The Java archive is now ready to be attached to any Java indicator you want to create in from Profiling perspective of the studio.

How to export user-defined indicators

You can export user-defined indicators to archive files or to Talend Exchange to be shared with other users.

How to export user-defined indicators to an archive file

You can export user-defined indicators and store them locally in an archive file using the Export Item option on the studio toolbar. For further information on how to export indicators, see Exporting data profiling items.

How to export user-defined indicators to Talend Exchange

You can export user-defined indicators from your current studio to Talend Exchange where you can share them with other users.

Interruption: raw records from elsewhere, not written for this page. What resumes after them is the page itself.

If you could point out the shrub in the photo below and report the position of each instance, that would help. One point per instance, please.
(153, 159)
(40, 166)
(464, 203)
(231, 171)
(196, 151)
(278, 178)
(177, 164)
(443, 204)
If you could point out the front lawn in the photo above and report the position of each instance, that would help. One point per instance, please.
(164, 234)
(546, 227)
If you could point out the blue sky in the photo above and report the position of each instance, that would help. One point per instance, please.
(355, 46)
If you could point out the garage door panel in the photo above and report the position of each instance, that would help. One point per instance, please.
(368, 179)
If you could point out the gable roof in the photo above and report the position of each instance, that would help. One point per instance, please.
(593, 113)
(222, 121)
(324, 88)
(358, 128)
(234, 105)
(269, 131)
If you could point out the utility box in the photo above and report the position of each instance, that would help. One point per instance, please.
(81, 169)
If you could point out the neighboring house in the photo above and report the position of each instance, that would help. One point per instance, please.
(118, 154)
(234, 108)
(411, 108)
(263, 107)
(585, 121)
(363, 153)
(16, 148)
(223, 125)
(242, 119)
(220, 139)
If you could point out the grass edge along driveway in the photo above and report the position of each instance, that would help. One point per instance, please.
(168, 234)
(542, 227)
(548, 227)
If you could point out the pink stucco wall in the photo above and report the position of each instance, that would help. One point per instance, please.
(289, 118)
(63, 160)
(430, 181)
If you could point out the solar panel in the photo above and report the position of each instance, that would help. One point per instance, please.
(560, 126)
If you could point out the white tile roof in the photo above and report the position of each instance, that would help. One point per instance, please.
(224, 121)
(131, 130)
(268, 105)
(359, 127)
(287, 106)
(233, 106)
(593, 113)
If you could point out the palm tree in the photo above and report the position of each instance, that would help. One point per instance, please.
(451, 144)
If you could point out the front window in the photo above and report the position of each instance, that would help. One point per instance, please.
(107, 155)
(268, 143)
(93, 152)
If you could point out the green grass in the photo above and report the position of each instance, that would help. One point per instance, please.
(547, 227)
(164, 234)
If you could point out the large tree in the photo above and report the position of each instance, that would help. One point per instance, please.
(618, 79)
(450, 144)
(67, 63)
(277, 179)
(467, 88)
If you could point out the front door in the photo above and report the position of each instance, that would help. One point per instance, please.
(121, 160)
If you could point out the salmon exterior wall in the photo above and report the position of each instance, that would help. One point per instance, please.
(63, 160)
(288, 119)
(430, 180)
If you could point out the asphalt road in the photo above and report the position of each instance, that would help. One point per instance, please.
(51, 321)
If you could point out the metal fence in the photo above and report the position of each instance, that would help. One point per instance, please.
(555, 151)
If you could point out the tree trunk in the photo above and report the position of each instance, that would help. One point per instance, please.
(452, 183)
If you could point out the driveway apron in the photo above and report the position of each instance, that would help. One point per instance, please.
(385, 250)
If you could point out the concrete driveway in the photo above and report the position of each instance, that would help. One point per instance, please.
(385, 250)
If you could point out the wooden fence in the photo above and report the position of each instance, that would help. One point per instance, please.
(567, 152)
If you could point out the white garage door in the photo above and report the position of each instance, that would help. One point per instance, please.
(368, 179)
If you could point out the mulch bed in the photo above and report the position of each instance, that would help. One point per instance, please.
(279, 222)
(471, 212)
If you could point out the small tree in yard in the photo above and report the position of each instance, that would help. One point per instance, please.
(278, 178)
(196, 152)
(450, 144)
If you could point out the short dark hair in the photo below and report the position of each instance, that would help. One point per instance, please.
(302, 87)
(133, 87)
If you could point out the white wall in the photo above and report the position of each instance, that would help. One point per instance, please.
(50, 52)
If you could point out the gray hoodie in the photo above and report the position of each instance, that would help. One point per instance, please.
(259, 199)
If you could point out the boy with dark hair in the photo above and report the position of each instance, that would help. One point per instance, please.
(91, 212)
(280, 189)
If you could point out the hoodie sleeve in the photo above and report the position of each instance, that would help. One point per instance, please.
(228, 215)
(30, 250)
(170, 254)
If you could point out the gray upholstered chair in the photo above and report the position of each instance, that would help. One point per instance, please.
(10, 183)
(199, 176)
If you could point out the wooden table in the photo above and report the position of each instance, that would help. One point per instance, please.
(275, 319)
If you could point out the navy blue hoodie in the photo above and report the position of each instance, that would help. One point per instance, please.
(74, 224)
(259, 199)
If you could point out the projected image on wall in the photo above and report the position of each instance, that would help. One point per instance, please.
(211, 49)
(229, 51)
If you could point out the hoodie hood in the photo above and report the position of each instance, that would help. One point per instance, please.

The exported indicators are saved as .xmi files on the exchange server.

Prerequisite(s):At least one user-defined indicator is created in the Profiling perspective of the studio.

To export user-defined indicators to Talend Exchange, do the following:

  1. In the DQ Repository tree view, expand Libraries > Indicators.

  2. Right-click the User Defined Indicator folder and select Export for Talend Exchange.

    The [Export for Talend Exchange] wizard is displayed.